Federal Immigration Minister Andrew Giles has been subject to widespread criticism from the opposition and the media over decisions relating to the use of so-called ‘direction 99’ powers.
This all started with a man named Emmanual Saki. His visa was cancelled after he received an 18-month jail sentence for, among other things, choking his mother and daughter.
He was set to be deported but he was allowed to stay thanks in part to the use of direction 99, which requires the tribunal to consider length of stay in Australia in any case it is used on.
Less than three weeks after Saki was released, he was charged with the murder of a 22-year-old man in Brisbane’s north, a sequence of events which has sent the opposition into a fury.
‘Direction 99’, introduced in early 2023, requires the Administrative Appeals Tribunal to consider how long a migrant has lived in Australia and the connection they have developed here when considering whether to deport them.
While it doesn’t require that migrants with criminal sentences to be kept in Australia, it does make it much harder to deport those who have been here a long time.
This measure came about due to pressure from the New Zealand government, which is one of the destinations where deported migrants can end up.

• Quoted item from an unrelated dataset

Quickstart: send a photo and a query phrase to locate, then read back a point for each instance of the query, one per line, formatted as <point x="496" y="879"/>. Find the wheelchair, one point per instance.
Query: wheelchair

They have long argued that they shouldn’t have to take responsibility for crimes committed in Australia, and direction 99 is the Albanese government’s attempt to address this.
The opposition argues that the government’s policies are enabling dangerous people to roam free in the community and want Giles to resign as Immigration Minister.
This is all in the context of a recent high court decision which found the government was holding hundreds of migrants in detention illegally and required their release, further fueling the opposition’s narrative.
Giles is a friend of Albanese and a key member of the Labor Left faction, and the government doesn’t want to deal with a potentially destabilising reshuffle in the middle of a migrant crisis, so a resignation doesn’t look likely any time soon.